PROCESSOR: Intel Core i7-7700 (3.6GHz)
GRAPHICS: Nvidia GeForce GTX 1070 8GB GDDR5
RAM: 16GB DDR4
STORAGE: 256GB SSD + 1TB 7,200rpm HDD
CONNECTIVITY: 1 x USB Type-C, 6 x USB 3.1 (Gen 1), 4 x USB 2.0, 2 x DisplayPort, 2 x HDMI, DVI output, Ethernet port, audio jacks
VALUE FOR MONEY: 3/5
This sounds good on paper, but the GD30's built-in DVD writer ends up being concealed behind one of the plastic panels, which means it has to be removed to use the optical drive. This effectively limits how you can tweak the casing's appearance.

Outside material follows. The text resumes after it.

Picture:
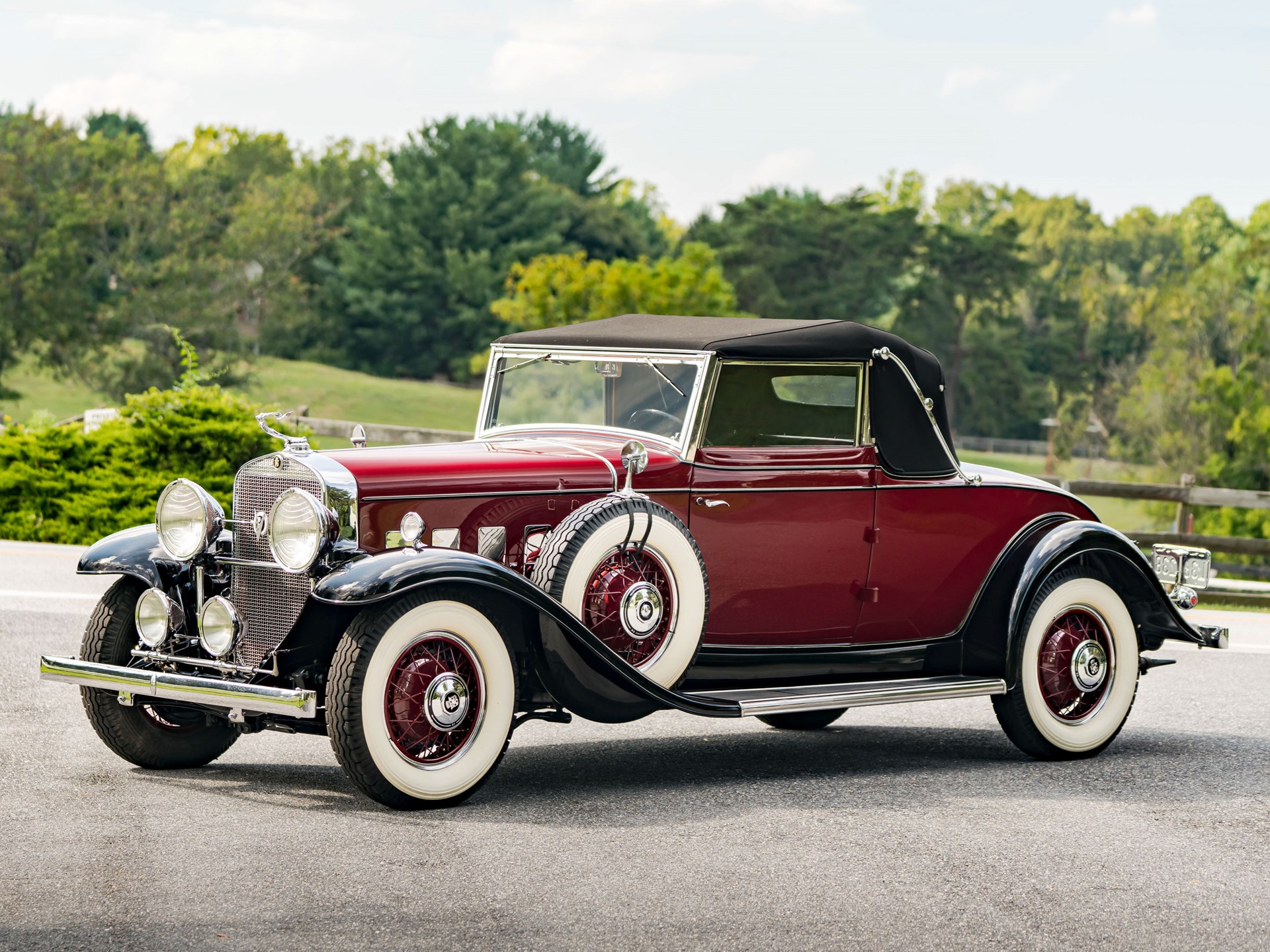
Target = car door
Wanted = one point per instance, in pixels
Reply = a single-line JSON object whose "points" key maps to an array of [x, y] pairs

The chassis itself can hold up to six hard drives, two solid-state drives (SSD) and a water-cooling system. The retail version comes with a standard CPU cooler, a 256GB Samsung SSD and a 1TB hard drive.
The power supply unit is concealed by a shroud that creates a wind tunnel at the bottom of the chassis for better airflow. The graphics card is held securely by a bracket, though it also means that more screws have to be removed to change the graphics card. The side panel has a meshed metallic window that Asus claims can reduce electromagnetic emissions.
It breezed through our usual gaming benchmarks, thanks to its high-end hardware. It scored around 95 frames per second (fps) in Crysis 3 and 125fps in Doom at the highest settings at 1,920 x 1,080 pixels.
My GD30 review set costs $2,798, which is likely more expensive than building a PC yourself. Based on current prices, a similarly capable PC from Sim Lim Square costs around $2,000 to $2,500, depending on your choice of parts.
But those who prefer not to get into the gritty chore of setting up their own systems may find the GD30 a decent PC with good expansion options.
• Verdict: Because of its generous expansion options, the GD30 is as close as you'll get to a DIY PC from a PC maker.